Firstly, is it normal for NIS2008 to by default turn on Network Discovery and File Sharing in Window Vista's Network and Sharing Center? If it is, is it safe? I am not connected to any home networks at all, so I have absolutely no need for Network Discovery and File Sharing.
Secondly, regarding NIS2008's Trust Control, am I supposed to remove any networks that appears under the Trusted tab (as I am not connected to a home network)? Should I move anything over to the Restricted tab?
I have a bit less than a month left on my current subscription, and I would like to obtain clarification before I proceed to renew my subscription.
Thanks.
Hi,
This is not an issue. The Windows firewall is not on therefore those policies don’t apply. The NIS firewall has its own policies governing discovery and sharing:
- For File/Printer sharing, these are covered by the NETBIOS and FileSharing system rules and trust control policies.
- For Network discovery, these are covered by the SSDP and UPnP system rules and trust control policies.
Note the Network and Sharing Center statement in yellow when you have Windows Firewall off:
“For sharing and discovery to work properly, make sure the settings in your firewall program match the following settings”.
It’s basically saying that the firewall program (NIS) has control over the policies. It seems the Network and Sharing center will default to showing network discovery, file sharing, and password protected sharing as ON when another firewall is used.
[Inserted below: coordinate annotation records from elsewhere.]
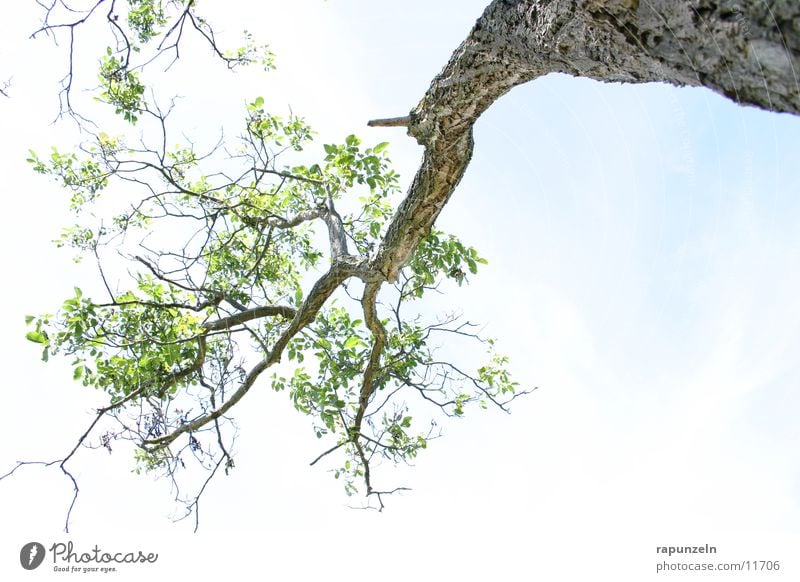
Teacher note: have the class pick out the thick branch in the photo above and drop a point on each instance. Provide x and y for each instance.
(746, 51)
(255, 313)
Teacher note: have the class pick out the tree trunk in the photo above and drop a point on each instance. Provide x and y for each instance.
(747, 51)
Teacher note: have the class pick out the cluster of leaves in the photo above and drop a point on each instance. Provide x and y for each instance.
(255, 263)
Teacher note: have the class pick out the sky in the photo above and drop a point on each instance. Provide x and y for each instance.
(642, 248)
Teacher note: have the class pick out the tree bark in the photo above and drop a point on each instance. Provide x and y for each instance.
(748, 51)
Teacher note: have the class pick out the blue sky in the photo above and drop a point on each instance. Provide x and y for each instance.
(643, 246)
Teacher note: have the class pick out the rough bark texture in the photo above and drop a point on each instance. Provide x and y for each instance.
(748, 51)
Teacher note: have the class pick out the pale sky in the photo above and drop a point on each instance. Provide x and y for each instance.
(643, 250)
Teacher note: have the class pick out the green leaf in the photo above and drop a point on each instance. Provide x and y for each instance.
(353, 342)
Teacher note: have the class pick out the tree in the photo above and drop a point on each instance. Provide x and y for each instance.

For your second question, if you are connected directly to your ISP, the recommended setting in the Trust Control tab is “Protected”. You do not and should not set it to Restricted.
Thank you,
Chester
ChesterK wrote:
For your second question, if you are connected directly to your ISP, the recommended setting in the Trust Control tab is "Protected". You do not and should not set it to Restricted.
Thank you for the reply, Chester.
I just want to make sure that we are on the same base here. Under Trust Control, I have 2 items under the Active tab. One tells me what the gateway physical address and the domain address are, while the other one tells me what the gateway IP address is. Both of the items are "Protected" though under the Security column under the Active tab. I have nothing under the Trusted tab and the Restricted tab.
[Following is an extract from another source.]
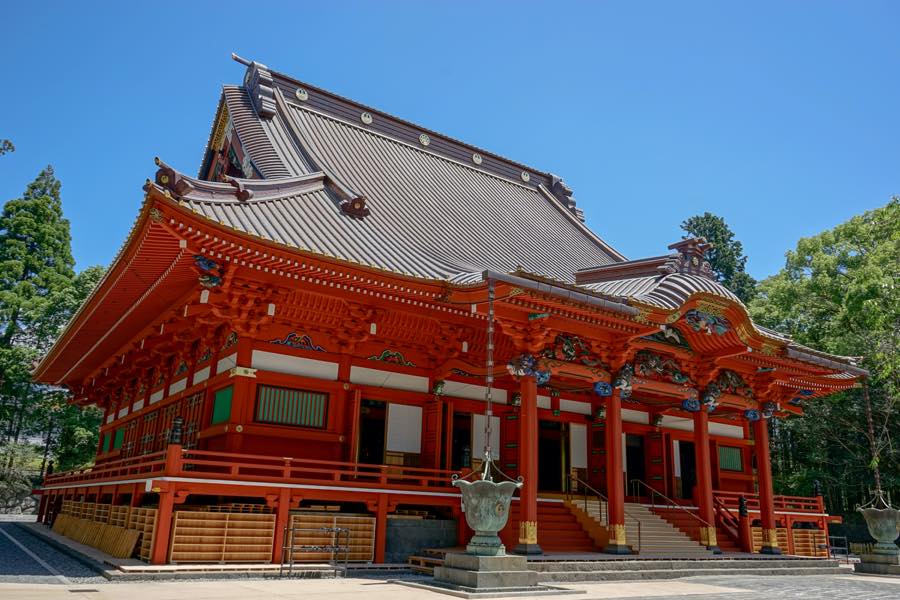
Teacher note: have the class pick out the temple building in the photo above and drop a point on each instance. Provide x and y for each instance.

Is this the correct and appropriate setting for my setup?
Thanks.
Hi HamsterJam,
Yes, that is the correct configuration. The key is that since you are connected directly to the ISP, you want filesharing and discovery traffic to be filtered by the rules. In this case, they will be blocked.
In the future, if you decide to buy a home router with multiple computers connected to it AND would like to allow filesharing, then the recommended setting would be "Trusted" or "Shared".
Thank you,
Chester
Thank you for the information, Chester.
Cheers! 
Relocating posts relating to Norton 360 to N360 board.